Сначала мы посетили какой-то ресторан, где нас очень вкусно накормили. Что же касается шнапса, его налили каждому в небольшую рюмку с рельефным наружным кольцом в середине. Кольцо означало следующее. Первый тост произносится хозяевами в нашу честь – и рюмки должны быть опустошены только до этого кольца. Затем мы отвечаем хозяевам ответным, благодарственным тостом – и рюмки опустошаются полностью. Мы добросовестно осуществили этот ритуал и ощутили, что пока – «ни в одном глазу». А просить о повторном наполнении рюмок оказалось неэтичным. Кстати, нас, москвичей, тогда было трое, а хозяев представлял наш немецкий друг Рудольф.
Оценив уровень немецкой кухни (тут юмор был бы неуместен), мы, естественно, пригласили Рудольфа к себе в гостиницу на истинный «мальчишник». И он, понятно, согласился…

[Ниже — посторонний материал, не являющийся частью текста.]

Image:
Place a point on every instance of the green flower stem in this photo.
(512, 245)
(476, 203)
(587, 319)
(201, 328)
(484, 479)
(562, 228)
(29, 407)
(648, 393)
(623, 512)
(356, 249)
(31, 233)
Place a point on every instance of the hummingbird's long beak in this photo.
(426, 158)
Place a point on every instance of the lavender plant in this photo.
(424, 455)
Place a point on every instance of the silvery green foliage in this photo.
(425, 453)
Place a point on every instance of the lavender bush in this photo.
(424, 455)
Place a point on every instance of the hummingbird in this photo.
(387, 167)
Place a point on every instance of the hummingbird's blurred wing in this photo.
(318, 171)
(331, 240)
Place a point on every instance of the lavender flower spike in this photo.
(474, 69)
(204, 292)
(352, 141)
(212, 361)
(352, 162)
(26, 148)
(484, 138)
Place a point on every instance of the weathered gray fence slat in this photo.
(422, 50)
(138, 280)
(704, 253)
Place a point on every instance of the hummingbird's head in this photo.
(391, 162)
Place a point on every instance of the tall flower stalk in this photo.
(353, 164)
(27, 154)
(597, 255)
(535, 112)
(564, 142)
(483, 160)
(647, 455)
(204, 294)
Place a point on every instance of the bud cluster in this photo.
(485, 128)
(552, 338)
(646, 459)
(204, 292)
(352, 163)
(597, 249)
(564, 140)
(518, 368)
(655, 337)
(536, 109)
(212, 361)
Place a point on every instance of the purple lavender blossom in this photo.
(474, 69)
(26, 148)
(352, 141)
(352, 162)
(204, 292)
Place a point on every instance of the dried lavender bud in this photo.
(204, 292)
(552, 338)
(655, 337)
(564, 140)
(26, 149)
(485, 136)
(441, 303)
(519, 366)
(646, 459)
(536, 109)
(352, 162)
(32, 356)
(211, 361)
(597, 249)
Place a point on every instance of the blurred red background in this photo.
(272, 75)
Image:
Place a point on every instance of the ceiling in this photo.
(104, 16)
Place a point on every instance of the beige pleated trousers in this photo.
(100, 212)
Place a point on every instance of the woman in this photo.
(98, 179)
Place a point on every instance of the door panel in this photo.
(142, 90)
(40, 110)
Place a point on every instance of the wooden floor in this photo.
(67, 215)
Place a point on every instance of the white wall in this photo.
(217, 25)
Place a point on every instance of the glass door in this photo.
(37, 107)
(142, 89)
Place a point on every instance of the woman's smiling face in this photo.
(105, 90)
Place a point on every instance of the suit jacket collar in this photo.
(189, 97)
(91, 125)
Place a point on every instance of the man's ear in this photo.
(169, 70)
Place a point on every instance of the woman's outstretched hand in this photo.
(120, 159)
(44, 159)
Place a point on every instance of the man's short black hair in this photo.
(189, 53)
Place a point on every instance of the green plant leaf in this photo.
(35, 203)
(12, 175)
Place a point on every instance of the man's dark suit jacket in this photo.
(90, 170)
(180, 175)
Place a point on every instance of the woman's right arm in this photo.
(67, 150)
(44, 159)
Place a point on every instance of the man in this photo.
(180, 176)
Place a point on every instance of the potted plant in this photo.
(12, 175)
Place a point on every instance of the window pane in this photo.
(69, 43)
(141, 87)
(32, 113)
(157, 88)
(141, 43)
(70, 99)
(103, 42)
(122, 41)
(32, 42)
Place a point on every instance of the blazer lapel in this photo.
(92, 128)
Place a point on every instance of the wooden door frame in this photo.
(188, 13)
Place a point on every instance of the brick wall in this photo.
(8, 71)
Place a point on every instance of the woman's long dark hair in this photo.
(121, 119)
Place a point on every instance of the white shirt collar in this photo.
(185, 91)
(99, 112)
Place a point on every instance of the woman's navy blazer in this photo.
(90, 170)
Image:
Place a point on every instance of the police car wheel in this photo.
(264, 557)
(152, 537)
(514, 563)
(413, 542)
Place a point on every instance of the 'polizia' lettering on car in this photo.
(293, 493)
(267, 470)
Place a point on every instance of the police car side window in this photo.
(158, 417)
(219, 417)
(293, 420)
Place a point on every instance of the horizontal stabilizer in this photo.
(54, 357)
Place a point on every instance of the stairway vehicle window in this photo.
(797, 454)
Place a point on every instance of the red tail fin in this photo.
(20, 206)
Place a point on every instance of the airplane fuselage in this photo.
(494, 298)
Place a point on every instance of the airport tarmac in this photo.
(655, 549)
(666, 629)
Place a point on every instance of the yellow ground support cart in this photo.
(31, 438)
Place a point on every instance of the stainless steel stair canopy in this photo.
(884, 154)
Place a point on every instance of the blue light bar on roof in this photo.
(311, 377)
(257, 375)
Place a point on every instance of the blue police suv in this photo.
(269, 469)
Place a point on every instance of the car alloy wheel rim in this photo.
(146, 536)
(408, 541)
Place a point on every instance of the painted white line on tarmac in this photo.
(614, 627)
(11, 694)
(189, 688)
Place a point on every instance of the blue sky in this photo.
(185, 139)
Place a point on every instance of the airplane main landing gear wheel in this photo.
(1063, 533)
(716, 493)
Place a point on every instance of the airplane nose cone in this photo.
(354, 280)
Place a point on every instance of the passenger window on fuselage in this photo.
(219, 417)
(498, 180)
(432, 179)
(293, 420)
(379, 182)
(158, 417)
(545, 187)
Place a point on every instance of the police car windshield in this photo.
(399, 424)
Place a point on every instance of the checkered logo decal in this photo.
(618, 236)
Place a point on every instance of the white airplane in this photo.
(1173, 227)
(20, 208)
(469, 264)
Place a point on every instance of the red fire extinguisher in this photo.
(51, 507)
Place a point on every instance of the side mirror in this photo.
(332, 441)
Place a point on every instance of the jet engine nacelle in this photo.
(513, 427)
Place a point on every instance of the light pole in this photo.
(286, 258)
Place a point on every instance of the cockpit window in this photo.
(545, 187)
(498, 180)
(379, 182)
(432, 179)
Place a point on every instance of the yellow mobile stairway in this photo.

Часов до четырех утра мы вспоминали студенческое прошлое, шутили, рассказывали о новостях нашей жизни, делились веселыми анекдотами и, конечно, не раз погружались в раздумья о текущих и будущих совместных делах. И всё это время советские сервелат, консервированная селедка и прочая привезенная нами еда под новые тосты запивались советской водкой (каждый из москвичей – буровики как-никак! – дисциплинированно привез разрешенные три бутылки)…
Но всему приходит конец – Рудольф, сердечно поблагодарив нас, вызвал такси и поехал домой.
А утром (день был нерабочий) он, веселый, с еще не вполне трезвыми глазами, разбудил нас стуком в дверь и заявил:
- Друзья, я этой ночью, несомненно, установил свой личный рекорд по принятию водки за одно застолье. Мне необходимо его уточнить. Сейчас, пока не убрали пустые бутылки, пересчитаю их и запишу свою, четвертую долю.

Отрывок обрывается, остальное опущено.